В нажиме этом было признание, с чьей помощью возвращен ей допуск.

К. задыхался. Кислорода вокруг не оставалось совсем. Углекислый газ, один углекислый газ!

— Да не будь же дурой ты! — вырвалось из него. Он вдруг обнаружил ее у себя в руках — обнимал, прижимая к себе, а она вырывалась; оттого и осознал, что держит ее в руках, потому что она вырывалась из них. — Ты — и он! Как можно? С ума сошла?

— Пусти! — уперлась привереда ему руками в грудь. — Пусти!

В следующее мгновение К. ощутил рядом с собой жаркую глыбу конопеня. Следом за чем его предплечья словно взяли в тиски, — и, оторвав от привереды, конопень отшвырнул К. прочь.

— Лапать еще! — донесся до К. его рев. — Пошел! И не возникай близко! Думаешь, вышел — жизнь малина пойдет? Прокаженным — лепрозорий! Окажешься там же, где был! Гарантия!

К. не понял, как получилось, что ударил его. Рука вдруг сама, без его воли, без замаха, как держал ее внизу, оттуда, сжавшись в кулак, въехала конопеню в крепкий его, тяжелый подбородок — снизу вверх, словно в желании заткнуть его блажащую пасть.

Пасть его и заткнулась. Но с самим конопенем ничего не произошло. Голова у него только откинулась назад, и, качнувшись, он сделал шаг назад.

Наверное, пару-тройку секунд спустя К. должен был лежать на земле, и рядом с ним — его слетевшие с носа, распавшиеся на составные части очки. Куда было ему против конопеня.

Но, прежде чем конопень ответил К., между ними оказалась привереда.

— Не смей! Тронешь — не увидишь меня! — кричала она конопеню. И висела у него на руках, загораживала К. от него собой, и так дик, так наждачно-хрипуч был ее крик! Увидела, что конопень подчинился ей, обернулась к топтавшемуся у нее за спиной К., обрушила тот же наждачный крик на него: — Пошел! Чтоб не видела тебя!

К. не чувствовал в себе сил уйти.

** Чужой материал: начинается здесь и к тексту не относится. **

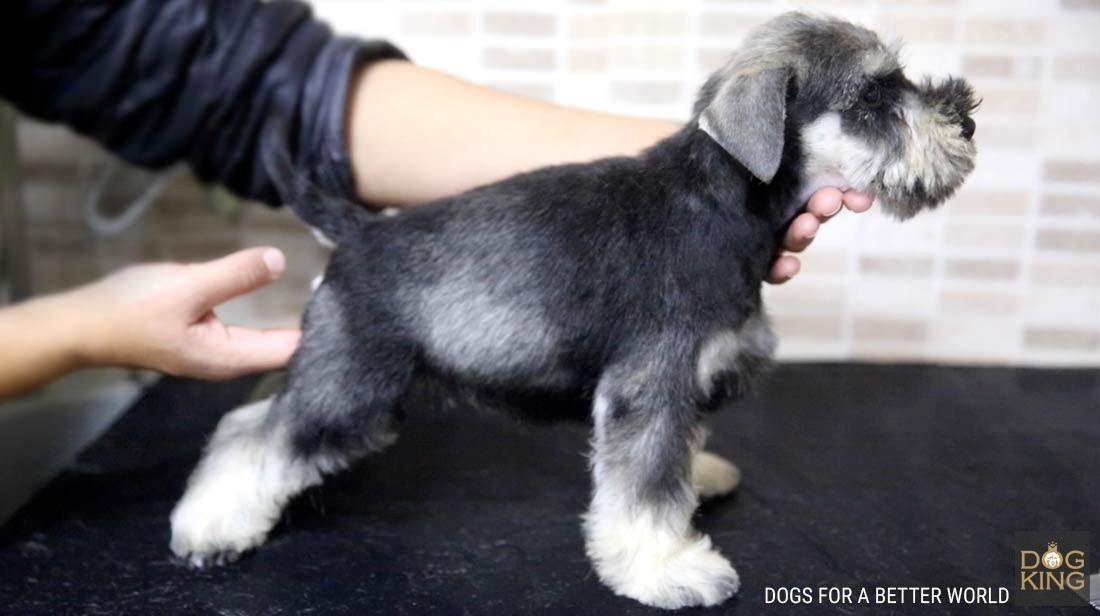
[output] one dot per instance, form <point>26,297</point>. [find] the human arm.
<point>406,147</point>
<point>156,316</point>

И следовало уходить. Привереда была им проиграна. С разгромным счетом. Со скандалом и позором.

Шаг назад дался ему, как если бы нога у него увязла в бетоне, который уже начал схватываться и не желал выпускать ее. То же было и со вторым. На третьем он наступил на что-то хрупнувшее, каткое, поехавшее под ногой, взмахнул руками, балансируя, удержался на ногах — и глянул вниз, чтобы увидеть, на что наступил.

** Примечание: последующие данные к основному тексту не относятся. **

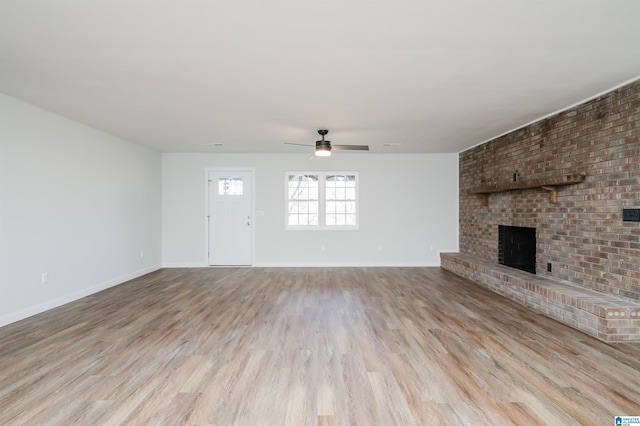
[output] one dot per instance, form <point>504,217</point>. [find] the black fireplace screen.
<point>517,247</point>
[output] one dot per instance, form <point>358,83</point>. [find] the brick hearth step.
<point>606,316</point>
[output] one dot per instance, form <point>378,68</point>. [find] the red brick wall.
<point>583,235</point>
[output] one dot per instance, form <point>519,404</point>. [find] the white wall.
<point>75,203</point>
<point>408,205</point>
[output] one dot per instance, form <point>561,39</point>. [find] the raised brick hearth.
<point>569,176</point>
<point>603,315</point>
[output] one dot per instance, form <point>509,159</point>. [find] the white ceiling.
<point>430,75</point>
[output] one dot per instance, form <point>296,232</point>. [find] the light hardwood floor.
<point>307,346</point>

Это был брошенный конопенем, когда тот кинулся к К., букет. Он валялся тут на асфальте вместо очков, которые благополучно остались у К. на носу. Наступив на букет, К. раздавил его, букет превратился в цветочную кашу. Можно было перешагнуть его или обойти, но, так же неожиданно, как рука сжалась в кулак и въехала конопеню в челюсть, нога пнула букет — разламываясь и разваливаясь в воздухе, букет воспарил, пролетел метра три и, уже окончательно сделавшись кашей, с глухим сырым звуком шмякнулся обратно на асфальт. Удивительно, но после совершенной казни букета отяжелевшие ноги у К. начали двигаться.

Неподалеку от стадионного строения, на полпути к турникетам, стоял, смотрел на приближающегося К., с большим висячим замком в руке, ветеран. На высушенном стручковом лице его играла довольная ухмылка. Видимо, собравшись закрывать двери входа, он прервался и специально поспешил сюда понаблюдать за разыгрывающимся перед стадионным строением действом.

— Видишь! — вскричал он, не утрачивая своей довольной ухмылки. — Я же говорил: с цветами нужно!

К., не отвечая, дошагал до него и прошел мимо. Его подмывало сдернуть на ходу с ветерана его малиновый берет и запустить в небо подобно бумерангу. Но он уже полностью контролировал себя и ничего такого себе не позволил.

— Была невеста ваша, стала наша, — послал ветеран в спину К. последний заряд.

О, как это было точно! К. поймал себя на том, что идет и скрипит зубами, так сильно сжав их, что сводит челюсти. Ужасно хотелось оглянуться. Невероятно, как хотелось. Но не следовало этого делать. Он этого не сделал.


* * *

Сумерки сгущались, обещая невдолге перейти в ночь. Набережная была пустынна. Ни проехавшей машины, ни человека, только молчаливый строй домов, открытых своими полуторастолетней давности фасадами к простору реки, резкие, по-вечернему редкие крики чаек, теплый летний ветерок, веющий от воды, и слабый ропот листвы мужающих лип в разрывах кустарника, двумя шпалерами бегущего вдоль набережной в ее даль.

К. не заметил, как пришел сюда. Он специально направлялся на набережную? Нет, он не помнил такого решения. Сколько минуло времени, как оставил асфальтовую площадку перед стадионом? Судя по всему, часа полтора. И что он делал эти полтора часа? Ничего не было в памяти.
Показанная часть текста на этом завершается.